Activists have been occupying the area they call “Cop City” since late 2021 in an attempt to stop the project. Agents from several agencies were clearing people from the area early Wednesday when the shootings occurred, the The Bharat Express News reported.
“One person fired at law enforcement officers. Law enforcement officers returned fire,” said the Georgia Bureau of Investigation said on Twitter. “A Georgia State Trooper was hit and taken to hospital and is undergoing surgery. One man was killed.”
Government of Georgia, Brian Kemp said on Twitter he and his family are “praying today for this brave Trooper and public safety agents in all law enforcement agencies.”
According to a statement from the Altanta Community Press Collective, which has supported the activists, “dozens of heavily armed” law enforcement officers “entered the treeline with guns drawn and heavy machinery ready to continue the forest destruction.”
“Police killed a forest ranger because he loved this Earth, because he took a stand against the continued destruction of the planet and its people,” the statement said.
Investigators have not released the name of the murdered man. The Georgia Bureau of Investigation said the investigation is ongoing.
What’s Happening in ‘Cop City’?
Activists from the “Defend the Atlanta Forest” movement — which describes itself as a decentralized movement to “defend the Atlanta forest” — have occupied the area in unincorporated DeKalb County to stop construction of the 85-acre training facility.
The $90 million Atlanta Public Safety Training Center is expected to house police, fire and first responders and will feature classrooms, a shooting range, mock village and more, according to the Atlanta Police Foundation.
Activists say the project causes “ecological destruction” and “hypermilitarizes law enforcement,” contributing to the oppression of “Atlanta’s diverse black and working-class communities,” according to the Defend the Atlanta Forest website.
The website notes that the country has a “long history as a place of oppression,” including as a slave plantation and forced labor camp. “Instead of investing in solutions to the environmental crisis, governments are investing in tougher policing, especially of those underprivileged groups,” the website reads.
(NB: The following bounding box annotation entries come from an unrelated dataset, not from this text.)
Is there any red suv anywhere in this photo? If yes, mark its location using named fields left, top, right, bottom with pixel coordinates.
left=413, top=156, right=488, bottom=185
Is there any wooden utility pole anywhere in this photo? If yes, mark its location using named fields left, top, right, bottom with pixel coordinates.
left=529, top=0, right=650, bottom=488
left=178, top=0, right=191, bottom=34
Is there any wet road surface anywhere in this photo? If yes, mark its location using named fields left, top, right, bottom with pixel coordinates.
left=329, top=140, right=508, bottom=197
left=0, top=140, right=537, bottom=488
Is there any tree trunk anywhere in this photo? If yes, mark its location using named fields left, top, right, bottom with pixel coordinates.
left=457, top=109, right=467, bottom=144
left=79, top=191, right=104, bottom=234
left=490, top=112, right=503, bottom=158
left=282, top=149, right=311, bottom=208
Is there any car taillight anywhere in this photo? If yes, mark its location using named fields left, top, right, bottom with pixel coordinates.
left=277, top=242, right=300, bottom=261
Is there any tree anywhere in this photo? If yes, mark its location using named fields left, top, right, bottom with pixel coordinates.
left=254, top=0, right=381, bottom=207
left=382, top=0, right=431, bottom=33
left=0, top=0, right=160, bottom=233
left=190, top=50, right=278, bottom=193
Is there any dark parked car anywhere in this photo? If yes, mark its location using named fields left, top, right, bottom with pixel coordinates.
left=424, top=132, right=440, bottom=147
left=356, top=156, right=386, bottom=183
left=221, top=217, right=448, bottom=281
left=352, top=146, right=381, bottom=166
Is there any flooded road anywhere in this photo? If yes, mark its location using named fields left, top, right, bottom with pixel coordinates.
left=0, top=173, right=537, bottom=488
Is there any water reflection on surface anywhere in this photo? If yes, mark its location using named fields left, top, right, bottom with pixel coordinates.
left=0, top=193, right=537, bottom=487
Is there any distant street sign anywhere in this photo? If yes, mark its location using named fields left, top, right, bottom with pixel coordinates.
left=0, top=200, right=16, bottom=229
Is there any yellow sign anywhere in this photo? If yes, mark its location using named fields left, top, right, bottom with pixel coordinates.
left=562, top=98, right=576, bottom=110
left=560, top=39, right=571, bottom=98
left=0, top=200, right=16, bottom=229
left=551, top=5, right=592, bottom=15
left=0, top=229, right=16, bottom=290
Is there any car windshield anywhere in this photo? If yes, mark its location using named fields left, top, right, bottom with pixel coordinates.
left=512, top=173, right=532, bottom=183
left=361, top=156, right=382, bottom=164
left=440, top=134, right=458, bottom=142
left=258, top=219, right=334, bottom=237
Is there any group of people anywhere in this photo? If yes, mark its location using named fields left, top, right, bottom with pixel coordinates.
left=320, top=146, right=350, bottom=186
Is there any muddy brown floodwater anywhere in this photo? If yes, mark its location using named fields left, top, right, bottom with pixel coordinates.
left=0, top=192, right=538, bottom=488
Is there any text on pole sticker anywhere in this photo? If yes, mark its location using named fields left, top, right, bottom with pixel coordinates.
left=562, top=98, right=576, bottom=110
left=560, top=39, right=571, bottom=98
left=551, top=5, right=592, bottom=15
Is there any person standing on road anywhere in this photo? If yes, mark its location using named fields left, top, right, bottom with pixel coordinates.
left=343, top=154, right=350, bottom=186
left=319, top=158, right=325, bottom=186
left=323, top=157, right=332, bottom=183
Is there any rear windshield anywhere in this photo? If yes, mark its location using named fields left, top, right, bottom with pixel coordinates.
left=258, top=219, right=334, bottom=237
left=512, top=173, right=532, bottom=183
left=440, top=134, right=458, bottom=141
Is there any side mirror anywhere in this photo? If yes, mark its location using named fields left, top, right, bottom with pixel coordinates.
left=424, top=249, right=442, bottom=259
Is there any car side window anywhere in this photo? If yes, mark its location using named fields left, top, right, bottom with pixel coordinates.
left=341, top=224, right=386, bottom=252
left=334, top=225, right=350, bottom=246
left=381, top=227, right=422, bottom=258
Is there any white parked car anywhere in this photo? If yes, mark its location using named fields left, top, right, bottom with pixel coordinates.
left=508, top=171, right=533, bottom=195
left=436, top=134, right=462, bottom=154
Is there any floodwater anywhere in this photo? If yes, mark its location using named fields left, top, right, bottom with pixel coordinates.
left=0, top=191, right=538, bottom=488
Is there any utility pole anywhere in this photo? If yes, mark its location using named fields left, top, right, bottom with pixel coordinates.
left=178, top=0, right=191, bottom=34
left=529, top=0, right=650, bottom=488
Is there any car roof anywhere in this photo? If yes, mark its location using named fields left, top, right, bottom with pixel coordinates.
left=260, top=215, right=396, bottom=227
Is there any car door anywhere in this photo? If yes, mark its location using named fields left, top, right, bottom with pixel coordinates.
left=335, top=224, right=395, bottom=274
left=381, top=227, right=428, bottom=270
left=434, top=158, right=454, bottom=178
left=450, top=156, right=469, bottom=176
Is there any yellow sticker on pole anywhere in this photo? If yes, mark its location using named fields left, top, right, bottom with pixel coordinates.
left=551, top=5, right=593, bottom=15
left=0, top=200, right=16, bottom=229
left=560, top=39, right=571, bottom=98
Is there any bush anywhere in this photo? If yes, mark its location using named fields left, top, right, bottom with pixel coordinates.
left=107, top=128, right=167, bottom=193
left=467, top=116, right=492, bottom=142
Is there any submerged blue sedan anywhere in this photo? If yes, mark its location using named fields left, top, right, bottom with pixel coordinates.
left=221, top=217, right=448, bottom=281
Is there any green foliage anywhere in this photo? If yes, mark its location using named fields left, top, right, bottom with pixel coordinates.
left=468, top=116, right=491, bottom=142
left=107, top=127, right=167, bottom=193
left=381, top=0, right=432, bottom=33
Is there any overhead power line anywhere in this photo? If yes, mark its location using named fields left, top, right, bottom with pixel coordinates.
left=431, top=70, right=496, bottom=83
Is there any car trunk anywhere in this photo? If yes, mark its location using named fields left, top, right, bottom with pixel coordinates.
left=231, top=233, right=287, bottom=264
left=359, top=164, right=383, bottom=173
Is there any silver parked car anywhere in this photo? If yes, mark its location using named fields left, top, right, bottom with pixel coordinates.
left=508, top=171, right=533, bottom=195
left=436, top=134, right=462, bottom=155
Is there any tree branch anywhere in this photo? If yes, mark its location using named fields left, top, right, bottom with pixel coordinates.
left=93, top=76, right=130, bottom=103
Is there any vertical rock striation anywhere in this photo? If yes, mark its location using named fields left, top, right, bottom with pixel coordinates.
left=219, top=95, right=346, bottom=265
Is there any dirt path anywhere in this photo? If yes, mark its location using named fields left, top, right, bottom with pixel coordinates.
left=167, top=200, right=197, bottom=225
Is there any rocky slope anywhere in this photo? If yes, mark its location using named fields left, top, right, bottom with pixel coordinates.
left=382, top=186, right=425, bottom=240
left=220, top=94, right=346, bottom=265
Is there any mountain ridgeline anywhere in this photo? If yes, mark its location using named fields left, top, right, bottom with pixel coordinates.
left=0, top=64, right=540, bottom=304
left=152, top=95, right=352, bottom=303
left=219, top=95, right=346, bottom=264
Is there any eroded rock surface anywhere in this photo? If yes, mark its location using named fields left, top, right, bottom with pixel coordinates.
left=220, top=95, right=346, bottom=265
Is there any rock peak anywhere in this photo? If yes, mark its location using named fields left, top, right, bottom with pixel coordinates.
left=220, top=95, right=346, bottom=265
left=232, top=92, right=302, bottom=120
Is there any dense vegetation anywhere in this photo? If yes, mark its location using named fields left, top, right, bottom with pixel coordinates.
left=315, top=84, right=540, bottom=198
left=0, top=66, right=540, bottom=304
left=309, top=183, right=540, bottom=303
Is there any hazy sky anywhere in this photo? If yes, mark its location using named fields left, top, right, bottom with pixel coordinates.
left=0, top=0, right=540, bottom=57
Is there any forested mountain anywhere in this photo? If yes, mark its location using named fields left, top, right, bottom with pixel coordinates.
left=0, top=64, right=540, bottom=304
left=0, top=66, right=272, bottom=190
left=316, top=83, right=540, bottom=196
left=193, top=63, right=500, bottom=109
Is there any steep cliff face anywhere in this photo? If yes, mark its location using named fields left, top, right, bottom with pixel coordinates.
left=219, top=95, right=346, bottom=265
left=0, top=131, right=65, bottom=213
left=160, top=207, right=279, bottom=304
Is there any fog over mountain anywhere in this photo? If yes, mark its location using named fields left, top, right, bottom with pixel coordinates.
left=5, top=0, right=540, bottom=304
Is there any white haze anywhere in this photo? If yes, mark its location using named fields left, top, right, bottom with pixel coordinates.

5 accused of domestic terrorism
Late last year, officers arrested five people and charged them with domestic terrorism and other charges at the site. DeKalb County District Attorney Sherry Boston said the arrests stemmed from “violent acts and trespassing.”
There were “more than four dozen instances of violent protests” at the site, including the destruction of equipment and the physical harassment of workers, the Atlanta Police Foundation said late last year.
“Nearly 50 people have been arrested for trespassing and throwing Molotov cocktails at police officers and construction workers,” the foundation said.